Frank sorriu, mas pareceu um
pouco apreensivo, como sempre acontecia com as minhas histórias de guerra menos
delicadas. Não se preocupe, assegurei-lhe, percebendo a sua expressão, não vou
contar essa na hora do chá na sala dos professores. O sorriso arrefeceu e ele
aproximou-se, parando atrás de mim, sentada à penteadeira. Beijou o topo de
minha cabeça. Não se preocupe, disse. Os professores vão adorá-la, quaisquer
que sejam as histórias que contar. Hum. Os seus cabelos estão com um perfume
delicioso. Gosta? Em resposta, suas mãos deslizaram para a frente por cima dos
meus ombros, segurando meus seios na camisola fina. Eu podia ver seu rosto
acima do meu no espelho, o queixo descansando sobre a minha cabeça. Gosto de
tudo em si, disse com a voz rouca. Fica linda à luz de velas. Seus olhos são como
xerez no cristal e a sua pele brilha como marfim. Uma feiticeira à luz de
velas, é o que você é. Talvez eu devesse desligar as lâmpadas permanentemente.

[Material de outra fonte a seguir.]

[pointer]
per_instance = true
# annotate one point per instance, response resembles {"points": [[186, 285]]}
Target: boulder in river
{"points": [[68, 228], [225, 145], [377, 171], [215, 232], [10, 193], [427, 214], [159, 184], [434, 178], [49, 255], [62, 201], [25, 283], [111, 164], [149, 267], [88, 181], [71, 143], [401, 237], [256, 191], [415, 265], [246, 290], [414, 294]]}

Fica difícil ler na cama, disse,
o coração começando a acelerar. Posso pensar em coisas melhores para fazer na
cama, murmurou. Pode mesmo?, disse, levantando-me e virando-me para passar os
braços em volta de seu pescoço. Como o quê, por exemplo?
Algum tempo depois, aconchegados
por trás das persianas trancadas, ergui minha cabeça dos seus ombros e disse: porque
me perguntou aquilo? Se eu tive contacto com escoceses, quero dizer, deve saber
que tive, há todo o tipo de homens nesses hospitais. Ele mexeu-se e deslizou a
mão pelas minhas costas. Hum! Ah, por nada, na verdade. É que, quando vi aquele
sujeito lá fora, ocorreu-me que pudesse ser, hesitou, apertando-me mais um
pouco nos seus braços. Hã! Sabe, que pudesse ser alguém de quem cuidou,
talvez..., talvez tivesse ouvido falar que estava aqui e veio ver..., algo
assim. Nesse caso, eu disse, de modo prático, por que ele não entraria e
pediria para me ver? Bem, a voz de Frank pareceu muito descontraída, talvez ele
não quisesse dar de cara comigo». In Diana Gabaldon, Nas Asas do Tempo, Casa
das Letras, Leya, 2010, 2016, ISBN 978-972-461-974-3.